I saw this and at first, I thought oh it's another film about how bad things are in Africa, seen enough of them. But no, this is totally different, even for someone as cynical as me, it slightly restored my faith in humanity, people getting together behind an idea, working together, doing something real to help each other all over the world. Even looks like something that will actually capture people's attention and interest, if it wasn't $30 for a t-shirt and a few posters, I would take part even. As it is, all I can do is post this up wherever I can.
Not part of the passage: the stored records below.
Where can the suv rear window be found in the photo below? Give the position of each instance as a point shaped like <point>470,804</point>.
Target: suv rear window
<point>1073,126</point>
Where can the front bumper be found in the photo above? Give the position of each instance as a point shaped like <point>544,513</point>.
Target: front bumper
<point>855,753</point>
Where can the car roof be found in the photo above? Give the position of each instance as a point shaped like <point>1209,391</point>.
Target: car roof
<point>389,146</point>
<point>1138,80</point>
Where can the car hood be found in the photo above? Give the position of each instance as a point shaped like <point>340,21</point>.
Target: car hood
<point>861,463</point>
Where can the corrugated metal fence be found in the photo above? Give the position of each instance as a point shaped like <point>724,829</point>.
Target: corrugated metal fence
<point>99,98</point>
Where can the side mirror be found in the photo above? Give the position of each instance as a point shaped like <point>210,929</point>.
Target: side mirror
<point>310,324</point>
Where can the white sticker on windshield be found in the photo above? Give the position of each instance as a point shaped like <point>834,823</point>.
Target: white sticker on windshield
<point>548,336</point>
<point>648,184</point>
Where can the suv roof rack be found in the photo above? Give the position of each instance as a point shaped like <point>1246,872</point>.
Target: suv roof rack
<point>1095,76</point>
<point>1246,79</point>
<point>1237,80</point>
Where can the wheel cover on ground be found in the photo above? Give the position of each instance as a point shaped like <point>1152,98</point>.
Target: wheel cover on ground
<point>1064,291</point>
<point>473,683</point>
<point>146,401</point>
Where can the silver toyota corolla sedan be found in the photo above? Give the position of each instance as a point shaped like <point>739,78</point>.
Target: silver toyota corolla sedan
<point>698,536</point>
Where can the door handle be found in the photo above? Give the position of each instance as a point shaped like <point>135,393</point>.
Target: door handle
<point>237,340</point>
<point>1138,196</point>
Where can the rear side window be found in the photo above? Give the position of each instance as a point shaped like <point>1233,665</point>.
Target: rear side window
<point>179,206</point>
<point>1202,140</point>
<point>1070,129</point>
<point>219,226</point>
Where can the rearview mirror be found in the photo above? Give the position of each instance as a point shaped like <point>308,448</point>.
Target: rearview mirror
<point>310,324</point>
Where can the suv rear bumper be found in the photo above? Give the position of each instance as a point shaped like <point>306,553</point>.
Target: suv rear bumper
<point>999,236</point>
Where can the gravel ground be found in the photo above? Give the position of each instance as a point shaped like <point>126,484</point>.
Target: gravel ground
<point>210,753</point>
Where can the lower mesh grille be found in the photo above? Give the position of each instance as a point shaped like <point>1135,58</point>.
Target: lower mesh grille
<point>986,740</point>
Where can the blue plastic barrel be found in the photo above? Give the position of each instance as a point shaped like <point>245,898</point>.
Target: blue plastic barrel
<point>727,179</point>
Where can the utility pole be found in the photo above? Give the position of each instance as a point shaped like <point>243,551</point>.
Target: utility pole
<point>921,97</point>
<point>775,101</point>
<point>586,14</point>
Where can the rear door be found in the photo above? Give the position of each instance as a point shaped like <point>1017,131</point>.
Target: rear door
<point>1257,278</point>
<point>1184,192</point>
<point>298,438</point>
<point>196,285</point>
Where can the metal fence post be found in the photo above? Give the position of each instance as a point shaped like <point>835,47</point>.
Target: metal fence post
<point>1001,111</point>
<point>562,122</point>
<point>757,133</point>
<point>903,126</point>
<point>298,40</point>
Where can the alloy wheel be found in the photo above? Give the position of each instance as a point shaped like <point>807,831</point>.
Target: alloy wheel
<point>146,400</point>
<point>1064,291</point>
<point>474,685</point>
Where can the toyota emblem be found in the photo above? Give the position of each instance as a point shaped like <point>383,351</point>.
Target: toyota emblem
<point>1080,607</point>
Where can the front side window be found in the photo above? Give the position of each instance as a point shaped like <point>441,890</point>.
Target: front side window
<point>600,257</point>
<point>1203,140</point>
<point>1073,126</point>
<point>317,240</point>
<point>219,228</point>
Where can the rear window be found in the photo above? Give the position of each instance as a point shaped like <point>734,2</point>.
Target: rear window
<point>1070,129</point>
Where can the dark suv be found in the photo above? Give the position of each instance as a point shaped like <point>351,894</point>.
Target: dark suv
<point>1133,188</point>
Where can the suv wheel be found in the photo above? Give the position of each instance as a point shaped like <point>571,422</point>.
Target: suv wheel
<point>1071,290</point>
All we really need to do is make sure people remember him and care. Then do the same for others out there too... don't forget that part


----------



## CaptainCool (Mar 7, 2012)

its a scam, dude^^ http://blog.joerenken.com/2012/03/07/invisible-children-and-kony-2012-exposed/


----------



## Kitutal (Mar 7, 2012)

It's not a scam, of all the criticisms raised in that article, half are actually addressed in the film and misinterpreted by whoever wrote that, for example the idea that they are all about uganda when the film clearly states that he has moved on and needs to be stopped there as well, and the other half are about all the other things wrong in the world, but if you refuse to fix one problem just because there are many others too, where does that leave you?
In the end, it's another charity trying to do good in a slightly different way that might actually make a difference, and perhaps getting a few things wrong along the way, but yet still inspiring people around the world.


Anyways turns out there's already a thread on this in the off topic section from a few minutes earlier, so this was a waste of time.


----------



## Viridis (Mar 7, 2012)

CaptainCool said:


> its a scam, dude^^ http://blog.joerenken.com/2012/03/07/invisible-children-and-kony-2012-exposed/



Dude, it's a rant by a blogger who dislikes donations and rally posters.


----------



## Aden (Mar 7, 2012)

Yep, this one was first: http://forums.furaffinity.net/threads/115911-The-Invisible-Children-KONY2012

going to tie this off


----------